Sandoval noted that one of the “problemtunities” – a term he often used as governor with his staff when challenges faced the state – of the COVID-19 crisis for the University and for higher education in general has been the shift since March to new learning modalities.
“We’ve learned a lot with distance learning recently with the onset of the pandemic,” he said. “It’s created a new culture. I believe the future of this campus, if we’re going to compete, is going to include a distance learning component.”
Sandoval said that by nature, “I’m really competitive. I’d like to bring that competitiveness, that passion, that hard work ethic to this campus to help make it be the best it can possibly be.”
His long-term goals for the campus reflect it. In addition to supporting diversity, equity and inclusion, Sandoval spoke of improving student access, retention and achievement, enhancing faculty accomplishments and growing the University’s research portfolio.
He said campus environment, particularly in the context of diversity, equity and inclusion, was of critical importance to him: “To create a campus environment for students, faculty and staff and visitors that is second to none.”
He said he wants the University to achieve the status of becoming a “Hispanic Serving Institution” – a designation that would mean the University reaches key student thresholds that include having 25 percent of all undergraduate students who are of Hispanic background.
He said the University’s Carnegie R1 “Very High Research” classification among another 130 other universities, achieved in 2019, was “a status I want to jealously guard and improve.”
Working in parallel with this goal is a larger, more long-term goal: To become one of the 65 institutions who are members of the Association of American Universities (AAU) – an elite group whose members are considered on the leading edge of innovation, scholarship and solutions in higher education. Sandoval termed AAU membership a “ten-year goal” that would only come as the University improves its classification as a Carnegie R1 institution.
“I think it’s something that is within reach for us,” he said. “It would truly transform all of us and this state in terms of research and innovation.”

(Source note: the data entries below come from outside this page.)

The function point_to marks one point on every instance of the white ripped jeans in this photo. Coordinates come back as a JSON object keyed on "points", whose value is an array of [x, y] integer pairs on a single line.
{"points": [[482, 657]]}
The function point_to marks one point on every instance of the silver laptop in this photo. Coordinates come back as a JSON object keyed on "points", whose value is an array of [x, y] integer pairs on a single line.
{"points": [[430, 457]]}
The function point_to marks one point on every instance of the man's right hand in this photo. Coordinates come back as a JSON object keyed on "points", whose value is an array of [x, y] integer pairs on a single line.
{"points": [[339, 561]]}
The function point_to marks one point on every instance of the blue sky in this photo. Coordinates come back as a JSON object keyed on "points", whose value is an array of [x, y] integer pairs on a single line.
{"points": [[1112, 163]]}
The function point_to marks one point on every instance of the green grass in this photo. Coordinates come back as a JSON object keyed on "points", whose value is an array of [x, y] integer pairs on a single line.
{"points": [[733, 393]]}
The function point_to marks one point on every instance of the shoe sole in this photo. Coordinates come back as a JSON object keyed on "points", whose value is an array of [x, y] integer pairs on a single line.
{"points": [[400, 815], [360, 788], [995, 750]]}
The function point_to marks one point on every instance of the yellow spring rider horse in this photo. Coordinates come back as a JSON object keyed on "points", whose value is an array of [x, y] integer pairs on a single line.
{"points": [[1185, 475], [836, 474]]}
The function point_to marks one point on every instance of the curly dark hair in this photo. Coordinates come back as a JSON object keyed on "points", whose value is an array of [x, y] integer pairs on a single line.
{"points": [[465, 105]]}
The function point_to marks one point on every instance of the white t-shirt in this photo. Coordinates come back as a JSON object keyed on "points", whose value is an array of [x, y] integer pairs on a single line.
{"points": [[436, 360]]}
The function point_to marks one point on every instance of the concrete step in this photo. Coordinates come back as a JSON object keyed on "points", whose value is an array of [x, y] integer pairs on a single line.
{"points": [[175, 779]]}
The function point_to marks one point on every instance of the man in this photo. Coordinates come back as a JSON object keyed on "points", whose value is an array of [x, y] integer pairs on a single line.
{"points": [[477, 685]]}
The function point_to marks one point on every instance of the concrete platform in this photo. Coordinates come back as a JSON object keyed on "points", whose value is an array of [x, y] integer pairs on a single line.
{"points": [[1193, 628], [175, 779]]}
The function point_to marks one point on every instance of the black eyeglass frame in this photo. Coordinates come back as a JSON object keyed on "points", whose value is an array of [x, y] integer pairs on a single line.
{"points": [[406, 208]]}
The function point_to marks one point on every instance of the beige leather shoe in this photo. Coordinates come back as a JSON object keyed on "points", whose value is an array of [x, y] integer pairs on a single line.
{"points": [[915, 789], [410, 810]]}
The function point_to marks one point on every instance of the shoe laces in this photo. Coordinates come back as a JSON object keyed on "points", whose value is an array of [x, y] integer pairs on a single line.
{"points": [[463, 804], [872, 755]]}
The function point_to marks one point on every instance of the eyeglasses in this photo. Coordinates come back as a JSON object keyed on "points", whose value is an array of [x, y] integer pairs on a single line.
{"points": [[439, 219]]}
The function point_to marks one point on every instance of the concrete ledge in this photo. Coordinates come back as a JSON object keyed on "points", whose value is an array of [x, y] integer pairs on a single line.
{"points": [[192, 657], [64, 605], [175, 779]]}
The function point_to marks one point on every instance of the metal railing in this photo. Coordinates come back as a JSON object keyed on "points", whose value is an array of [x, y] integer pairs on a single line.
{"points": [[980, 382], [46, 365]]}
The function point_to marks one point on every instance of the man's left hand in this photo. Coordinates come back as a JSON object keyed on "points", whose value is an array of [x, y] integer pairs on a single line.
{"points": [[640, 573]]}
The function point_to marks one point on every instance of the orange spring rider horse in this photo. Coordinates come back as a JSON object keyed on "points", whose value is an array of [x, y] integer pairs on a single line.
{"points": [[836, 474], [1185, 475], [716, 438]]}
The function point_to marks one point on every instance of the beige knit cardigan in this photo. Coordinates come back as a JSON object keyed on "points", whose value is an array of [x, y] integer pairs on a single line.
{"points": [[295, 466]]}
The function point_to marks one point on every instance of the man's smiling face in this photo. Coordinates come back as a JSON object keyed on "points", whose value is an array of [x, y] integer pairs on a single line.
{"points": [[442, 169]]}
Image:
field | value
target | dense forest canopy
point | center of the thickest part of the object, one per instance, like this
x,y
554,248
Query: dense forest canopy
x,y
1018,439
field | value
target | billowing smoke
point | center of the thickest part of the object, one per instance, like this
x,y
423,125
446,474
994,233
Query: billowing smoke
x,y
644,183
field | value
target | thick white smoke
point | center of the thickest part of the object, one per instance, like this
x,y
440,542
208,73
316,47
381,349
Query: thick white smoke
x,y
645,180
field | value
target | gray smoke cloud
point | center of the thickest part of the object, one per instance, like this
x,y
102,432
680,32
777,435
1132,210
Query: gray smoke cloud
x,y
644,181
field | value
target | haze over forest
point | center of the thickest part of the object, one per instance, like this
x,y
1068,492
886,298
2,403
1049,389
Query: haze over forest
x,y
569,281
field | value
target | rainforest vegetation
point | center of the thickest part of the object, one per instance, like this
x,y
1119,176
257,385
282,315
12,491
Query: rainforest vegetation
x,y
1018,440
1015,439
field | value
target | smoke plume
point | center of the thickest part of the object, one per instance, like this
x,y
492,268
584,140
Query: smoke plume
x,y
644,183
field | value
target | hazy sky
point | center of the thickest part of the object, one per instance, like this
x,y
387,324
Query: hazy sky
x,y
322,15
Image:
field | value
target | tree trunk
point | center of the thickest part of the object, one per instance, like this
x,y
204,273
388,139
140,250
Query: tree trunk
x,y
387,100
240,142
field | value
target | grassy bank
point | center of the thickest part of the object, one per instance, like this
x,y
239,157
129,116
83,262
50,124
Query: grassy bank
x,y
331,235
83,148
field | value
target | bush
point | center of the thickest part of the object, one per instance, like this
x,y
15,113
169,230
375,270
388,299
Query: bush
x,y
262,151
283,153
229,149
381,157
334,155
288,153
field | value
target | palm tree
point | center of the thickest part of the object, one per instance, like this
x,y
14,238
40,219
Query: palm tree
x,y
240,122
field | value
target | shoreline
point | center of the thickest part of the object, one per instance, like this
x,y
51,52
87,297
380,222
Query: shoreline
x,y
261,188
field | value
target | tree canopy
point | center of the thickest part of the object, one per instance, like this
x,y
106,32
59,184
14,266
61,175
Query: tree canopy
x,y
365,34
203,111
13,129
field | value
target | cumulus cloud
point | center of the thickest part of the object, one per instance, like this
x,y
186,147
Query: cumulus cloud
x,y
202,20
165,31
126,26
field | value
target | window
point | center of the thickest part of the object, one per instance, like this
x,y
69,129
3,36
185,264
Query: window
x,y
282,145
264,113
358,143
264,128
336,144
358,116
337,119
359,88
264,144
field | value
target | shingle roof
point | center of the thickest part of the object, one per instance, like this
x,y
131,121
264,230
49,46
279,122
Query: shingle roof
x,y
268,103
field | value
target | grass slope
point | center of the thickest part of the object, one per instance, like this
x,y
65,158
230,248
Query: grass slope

Sandoval said connection with the community will be a must. He noted that the recent agreement between the University of Nevada, Reno School of Medicine and Renown Health for a proposed long-term partnership to enhance Nevada’s medical education system, expand clinical research capacity in northern Nevada and create a world-class health care network was the type of transformational partnership that many other areas of the University could provide to meet community needs. He pointed to Wolf Pack athletics as another way way to build unity and enthusiasm between the campus and the community it serves.
A “dream job” at “a place that is as sacred to me as anywhere.”
What will a Brian Sandoval presidency look like?
His tenure as the University’s 17th president begins on Oct. 5.